Invasion. The word triggered a memory of yesterday’s ill-tempered exchange with Rosemary. She had been talking about invasion just before he climbed back on his bicycle and returned home, once he had switched off and stopped listening properly to what she was saying. Something about the countries that had fallen in just the last few weeks – France, Holland and Belgium in just a single day last month. Saying that Florence was convinced Britain would be next. Mr Churchill was doing a manful job of stiffening the nation’s resolve, but that was how most people felt: that there was a very good chance that, before long, there would be German boats landing on England’s beaches and German troops walking on England’s streets. Was that why she had not gone to her parents’ house, because she feared Hitler’s men might come across the North Sea and march right into Norfolk? He began to wish he had listened to what the damned Rosemary woman had been saying.
James turned on his heel, avoiding the embarrassment of explaining why he was not among those on parade, and walked back to the porter’s lodge, this time going inside.

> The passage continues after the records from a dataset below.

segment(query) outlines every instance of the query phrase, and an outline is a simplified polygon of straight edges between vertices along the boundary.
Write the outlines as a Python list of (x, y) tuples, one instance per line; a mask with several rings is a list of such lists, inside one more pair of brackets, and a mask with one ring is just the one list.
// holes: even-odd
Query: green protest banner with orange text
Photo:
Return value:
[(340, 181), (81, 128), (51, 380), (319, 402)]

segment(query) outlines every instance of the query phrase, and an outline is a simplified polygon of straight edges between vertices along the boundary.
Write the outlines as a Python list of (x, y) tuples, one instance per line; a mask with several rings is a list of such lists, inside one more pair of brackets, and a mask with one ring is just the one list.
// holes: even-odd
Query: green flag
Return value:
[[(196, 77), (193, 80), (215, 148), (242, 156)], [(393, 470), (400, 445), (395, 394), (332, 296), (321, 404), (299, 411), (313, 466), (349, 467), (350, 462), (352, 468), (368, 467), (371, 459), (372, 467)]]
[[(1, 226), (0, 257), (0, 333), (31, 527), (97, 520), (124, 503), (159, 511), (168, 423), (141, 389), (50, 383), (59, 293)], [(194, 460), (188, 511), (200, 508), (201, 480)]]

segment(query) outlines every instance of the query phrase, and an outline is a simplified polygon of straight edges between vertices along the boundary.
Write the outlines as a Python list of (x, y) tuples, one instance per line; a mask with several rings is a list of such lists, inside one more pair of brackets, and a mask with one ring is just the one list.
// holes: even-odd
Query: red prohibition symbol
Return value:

Another raised eyebrow semi-smile to the man on duty and straight to the pigeon-holes. Much less for him these days, now that term had finished. There was a letter inviting him to a lecture on birth control by Marie Stopes: Population Science and the Path to Radiant Motherhood. No, thank you. He wouldn’t go within a hundred yards of that woman, not since hearing that she had attended some conference in Berlin a couple of years after Hitler had become Chancellor. Completely unacceptable to lend aid and succour to the Nazis like that. The only exception: if you were going in order to poke a finger in the Germans’ eye, as Florence had done. But there were not many like Florence, not many at all.